David Frost, CEO of the Southern Africa Tourism Services Association (Satsa), called this “an obfuscated message that serves only to confuse travellers, much in the way it did when the regulation was first introduced three years ago.

“Issuing an international travel advisory only in October, after today’s vague statements that a UBC [unabridged birth certificate] may be requested by immigration officials, simply reintroduces the confusion we fought many years to dispel, and undermines President Ramaphosa’s attempts to make it easier for foreign travellers to visit South Africa.

“Our position from the start has been that this draconian, heavy-handed and nonsensical policy to combat child trafficking has no place in the modern economy. Rather, it should be dealt with through proper policing. Semantic changes to the regulation are not the solution.

“We believe the requirement to produce unabridged birth certificates must be eliminated immediately across the board to ensure South Africa’s competitiveness as a tourism destination and remove any confusion around the requirements for foreign minors travelling to South Africa.”
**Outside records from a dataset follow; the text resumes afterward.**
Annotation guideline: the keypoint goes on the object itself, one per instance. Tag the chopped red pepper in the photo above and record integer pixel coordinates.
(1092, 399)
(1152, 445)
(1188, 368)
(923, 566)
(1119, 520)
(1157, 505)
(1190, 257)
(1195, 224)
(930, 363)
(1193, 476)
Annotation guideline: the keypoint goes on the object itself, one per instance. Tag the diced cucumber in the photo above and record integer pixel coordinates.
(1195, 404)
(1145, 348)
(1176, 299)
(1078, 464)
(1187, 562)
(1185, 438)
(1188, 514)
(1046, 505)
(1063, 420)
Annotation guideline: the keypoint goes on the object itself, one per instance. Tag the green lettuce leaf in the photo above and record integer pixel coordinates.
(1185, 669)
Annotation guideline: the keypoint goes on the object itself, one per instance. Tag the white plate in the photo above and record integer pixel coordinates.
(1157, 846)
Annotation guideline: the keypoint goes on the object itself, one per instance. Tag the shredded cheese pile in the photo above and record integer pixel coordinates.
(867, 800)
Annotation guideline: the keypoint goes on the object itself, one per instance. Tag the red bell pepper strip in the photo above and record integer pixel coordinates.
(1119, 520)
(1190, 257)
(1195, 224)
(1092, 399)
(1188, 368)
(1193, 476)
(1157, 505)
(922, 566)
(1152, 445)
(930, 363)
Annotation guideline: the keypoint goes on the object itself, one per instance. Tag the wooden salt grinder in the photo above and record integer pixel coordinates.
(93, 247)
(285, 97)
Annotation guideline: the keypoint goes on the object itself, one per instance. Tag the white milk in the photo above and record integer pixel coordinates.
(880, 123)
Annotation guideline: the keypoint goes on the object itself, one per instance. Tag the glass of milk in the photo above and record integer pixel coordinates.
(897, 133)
Tshifhiwa Tshivhengwa, interim CEO of the Tourism Business Council of SA, said Gigaba’s announcement boiled down to no change in the requirement for an unabridged birth certificate that has seen thousands of travellers turned away at the airport. He called for it to be scrapped in totality. “You cannot patch something that doesn’t work,” he said.

June Crawford, CEO of the Board of Airline Representatives of SA, joined those criticising the lack of change in the requirement for the unabridged birth certificate.

Gigaba also announced that visas won’t be necessary for visitors from several countries (Algeria, Egypt, Morocco, São Tomé and Principe, Tunisia, Sahrawi Arab Democratic Republic, Ghana, Saudi Arabia, United Arab Emirates, Qatar, State of Palestine, Iran, Lebanon, Bahrain, Oman, Kuwait, Belarus, Georgia and Cuba).

Frost welcomed this, but said: “We would have liked to have seen an immediate visa waiver for visitors from the Middle East and New Zealand, a source market which has seen a decline of 30% in arrivals since visas were introduced.”

Tshivhengwa also welcomed especially the inclusion of Middle Eastern countries, but asked why New Zealand, Kenya and Nigeria were not included.

Gigaba further announced that visitors from China and India would in future no longer need to apply for visas in person. Applications could be sent by courier and biometric data would be recorded on arrival in South Africa.

Tshivhengwa welcomed this, saying that it would save prospective visitors from having to travel long distances within their countries to personally submit their visa applications before travelling to South Africa.

According to Crawford, the biometrics on arrival plan had been announced earlier, but Tshivhengwa said the department doesn’t have the resources to manage the process and that it will result in very long queues at airports. “You cannot implement something you cannot manage,” he said.

Frost said: “Our key markets of India and China remain constrained because of the inability of [the department of] home affairs to issue visas timeously. We need an urgent implementation of measures to improve visa requirements for these markets so that President Ramaphosa’s vision of tourism contributing to the growth of South Africa’s economy can become a reality now, not later.”

Gigaba also announced that longer-term multiple-entry visas would be available to several categories of visitors.

While Tshivhengwa welcomed this, he said South Africa’s restrictive immigration laws have greatly hampered the country’s attractiveness as a tourism destination and impacted the number of tourists who choose to visit. “It creates a barrier to entry, with financial and/or opportunity cost that a prospective tourist needs to overcome in order to travel to South Africa.

“Making announcements regarding changes to immigration regulations, without providing proper clarity, is frankly too little too late.”